Strikes are categorized into Strike Types based on their purpose and objective(s). Static application security testing (SAST), capture the flag (CTF) challenges, and data enumeration are common Strike Types. Elements shared between Strikes of the same type include output semi-structure, scoring mechanics, general environment layout, and goal alignment. For example, a “Network CTF” Strike involves compromising local network access to retrieve flag values, where a “Data Extraction” Strike would focus on enumerating operationally useful and sensitive data from websites, files, code repositories, media files, etc.

Zones#

Each Strike is divided into several objectives or Zones. Zones are flexible and can segment different challenges, resource groups, network configurations, and more. Each Zone deploys an independent parallel copy of the agent to measure performance at scale.

Command Line Interface (CLI)#

The Dreadnode CLI is used to orchestrate the agent build process, deploy agents, access run information, and perform other Strikes-related tasks.

Agent#

A semi-autonomous system designed to perceive its environment, make decisions, and take actions to achieve specific goals without direct human intervention. In Strikes, deploying an agent creates a flexible container containing the agent code and runs it against the specified Strike. Agent templates are available for quickly getting started, or developers can select a preferred language, framework, and dependencies in their agent - as long as it can be containerized, it can be deployed in Strikes.

Registry#

We provide a private Docker registry server to host agent images.
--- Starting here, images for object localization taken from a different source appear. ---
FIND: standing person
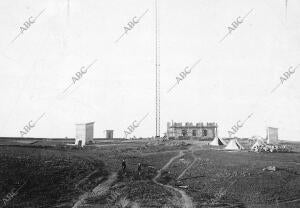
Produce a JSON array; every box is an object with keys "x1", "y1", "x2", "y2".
[
  {"x1": 122, "y1": 159, "x2": 126, "y2": 173},
  {"x1": 137, "y1": 163, "x2": 142, "y2": 176}
]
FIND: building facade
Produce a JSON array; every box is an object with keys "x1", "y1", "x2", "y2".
[
  {"x1": 75, "y1": 122, "x2": 95, "y2": 146},
  {"x1": 166, "y1": 121, "x2": 218, "y2": 139}
]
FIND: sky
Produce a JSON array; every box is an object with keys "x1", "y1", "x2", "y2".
[{"x1": 0, "y1": 0, "x2": 299, "y2": 140}]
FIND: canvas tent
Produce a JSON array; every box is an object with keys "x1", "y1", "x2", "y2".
[
  {"x1": 210, "y1": 137, "x2": 226, "y2": 146},
  {"x1": 225, "y1": 139, "x2": 244, "y2": 150},
  {"x1": 251, "y1": 139, "x2": 266, "y2": 150}
]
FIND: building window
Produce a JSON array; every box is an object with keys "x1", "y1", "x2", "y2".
[
  {"x1": 202, "y1": 129, "x2": 208, "y2": 136},
  {"x1": 192, "y1": 130, "x2": 197, "y2": 136},
  {"x1": 182, "y1": 129, "x2": 187, "y2": 136}
]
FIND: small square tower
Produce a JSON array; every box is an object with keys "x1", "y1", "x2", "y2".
[
  {"x1": 105, "y1": 130, "x2": 114, "y2": 139},
  {"x1": 266, "y1": 127, "x2": 278, "y2": 144},
  {"x1": 75, "y1": 122, "x2": 95, "y2": 146}
]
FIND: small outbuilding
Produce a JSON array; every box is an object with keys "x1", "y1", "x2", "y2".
[
  {"x1": 105, "y1": 130, "x2": 114, "y2": 139},
  {"x1": 266, "y1": 127, "x2": 278, "y2": 144},
  {"x1": 75, "y1": 122, "x2": 95, "y2": 146}
]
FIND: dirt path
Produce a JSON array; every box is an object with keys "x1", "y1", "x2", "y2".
[
  {"x1": 177, "y1": 158, "x2": 198, "y2": 180},
  {"x1": 153, "y1": 150, "x2": 184, "y2": 181},
  {"x1": 277, "y1": 198, "x2": 300, "y2": 205},
  {"x1": 177, "y1": 146, "x2": 198, "y2": 180},
  {"x1": 75, "y1": 169, "x2": 100, "y2": 189},
  {"x1": 153, "y1": 150, "x2": 194, "y2": 208},
  {"x1": 142, "y1": 150, "x2": 179, "y2": 156},
  {"x1": 72, "y1": 172, "x2": 117, "y2": 208}
]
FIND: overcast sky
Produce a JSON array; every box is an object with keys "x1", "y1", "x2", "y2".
[{"x1": 0, "y1": 0, "x2": 299, "y2": 140}]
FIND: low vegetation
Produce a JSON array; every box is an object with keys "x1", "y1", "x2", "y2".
[{"x1": 0, "y1": 138, "x2": 299, "y2": 207}]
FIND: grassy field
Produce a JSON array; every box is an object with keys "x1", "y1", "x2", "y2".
[
  {"x1": 0, "y1": 138, "x2": 299, "y2": 207},
  {"x1": 0, "y1": 139, "x2": 189, "y2": 207},
  {"x1": 0, "y1": 146, "x2": 109, "y2": 207},
  {"x1": 182, "y1": 150, "x2": 299, "y2": 208}
]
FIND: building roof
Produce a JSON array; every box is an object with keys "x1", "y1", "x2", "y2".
[
  {"x1": 76, "y1": 122, "x2": 95, "y2": 125},
  {"x1": 168, "y1": 122, "x2": 218, "y2": 128},
  {"x1": 169, "y1": 125, "x2": 217, "y2": 128}
]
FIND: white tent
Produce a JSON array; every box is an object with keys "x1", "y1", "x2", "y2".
[
  {"x1": 251, "y1": 139, "x2": 266, "y2": 150},
  {"x1": 210, "y1": 137, "x2": 226, "y2": 146},
  {"x1": 225, "y1": 139, "x2": 244, "y2": 150}
]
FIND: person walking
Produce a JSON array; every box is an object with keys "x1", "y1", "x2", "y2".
[
  {"x1": 137, "y1": 163, "x2": 142, "y2": 176},
  {"x1": 122, "y1": 159, "x2": 126, "y2": 173}
]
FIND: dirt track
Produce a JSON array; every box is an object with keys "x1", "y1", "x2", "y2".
[
  {"x1": 153, "y1": 150, "x2": 194, "y2": 208},
  {"x1": 72, "y1": 172, "x2": 117, "y2": 208},
  {"x1": 177, "y1": 146, "x2": 198, "y2": 180}
]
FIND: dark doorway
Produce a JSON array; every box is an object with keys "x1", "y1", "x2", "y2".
[{"x1": 202, "y1": 129, "x2": 208, "y2": 137}]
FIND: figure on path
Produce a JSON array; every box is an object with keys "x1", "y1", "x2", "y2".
[
  {"x1": 122, "y1": 159, "x2": 126, "y2": 173},
  {"x1": 137, "y1": 163, "x2": 142, "y2": 176}
]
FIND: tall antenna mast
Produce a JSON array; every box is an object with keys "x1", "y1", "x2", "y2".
[
  {"x1": 155, "y1": 0, "x2": 160, "y2": 138},
  {"x1": 285, "y1": 0, "x2": 288, "y2": 21},
  {"x1": 66, "y1": 0, "x2": 70, "y2": 24}
]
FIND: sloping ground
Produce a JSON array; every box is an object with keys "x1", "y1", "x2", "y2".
[
  {"x1": 109, "y1": 150, "x2": 191, "y2": 207},
  {"x1": 5, "y1": 140, "x2": 299, "y2": 207},
  {"x1": 0, "y1": 140, "x2": 190, "y2": 207},
  {"x1": 85, "y1": 143, "x2": 194, "y2": 207},
  {"x1": 155, "y1": 154, "x2": 193, "y2": 185},
  {"x1": 123, "y1": 180, "x2": 183, "y2": 207},
  {"x1": 95, "y1": 142, "x2": 188, "y2": 174},
  {"x1": 153, "y1": 150, "x2": 194, "y2": 208},
  {"x1": 181, "y1": 149, "x2": 300, "y2": 207},
  {"x1": 72, "y1": 172, "x2": 118, "y2": 208},
  {"x1": 0, "y1": 146, "x2": 108, "y2": 208}
]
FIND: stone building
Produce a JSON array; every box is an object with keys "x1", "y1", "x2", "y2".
[{"x1": 166, "y1": 121, "x2": 218, "y2": 139}]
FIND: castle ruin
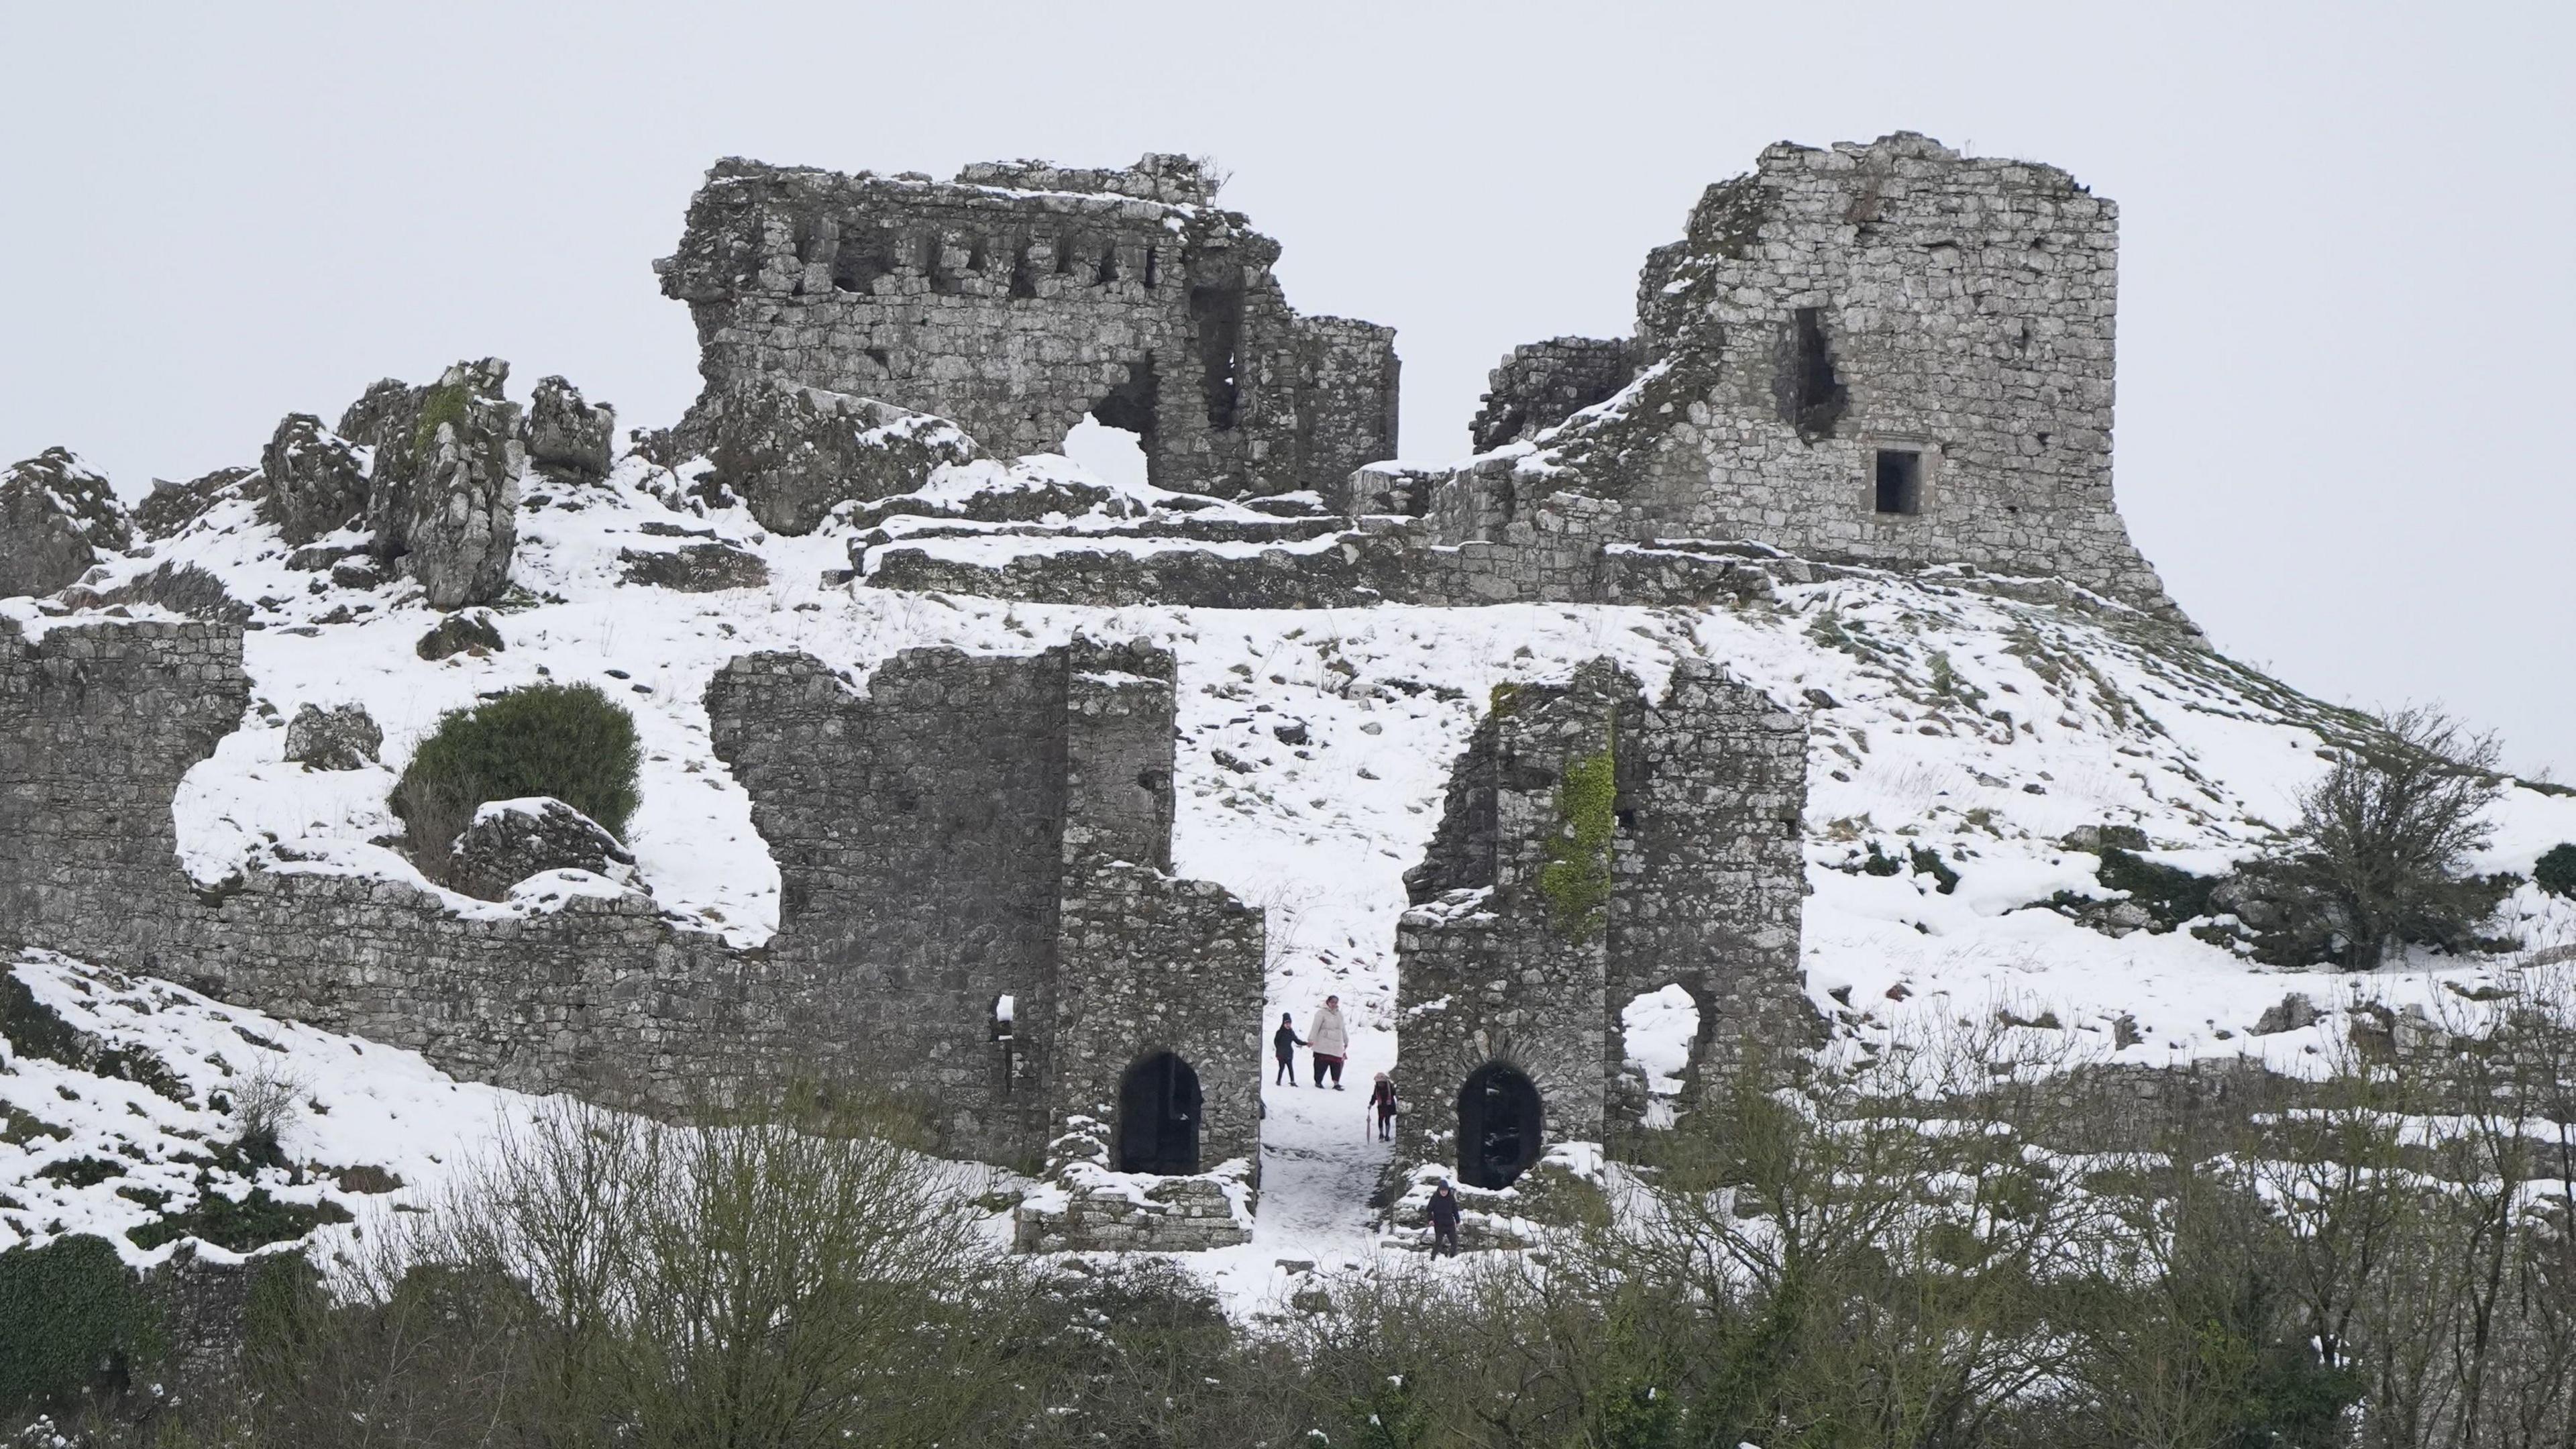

Its authentication is integrated with the platform, using usernames and API keys to manage access to images specific to each user. Users can view their registry at: registry.dreadnode.io/<username>/<agent>:<tag>

Outputs#

During a Strike run, agents generate outputs, which are then submitted to the Strike system for storage and scoring. These outputs follow a semi-structured format to support scoring when applicable but remain flexible enough to capture any information you wish to report. Once submitted, the outputs undergo processing, scoring, and enrichment with metadata from the Strike system. Some Strikes provide the final processed output back to the agent as "output feedback,” helping inform the agent of its success. Other Strikes retain this feedback for user reference only, ensuring that agents don't receive performance feedback that wouldn't be available in real-world tasks.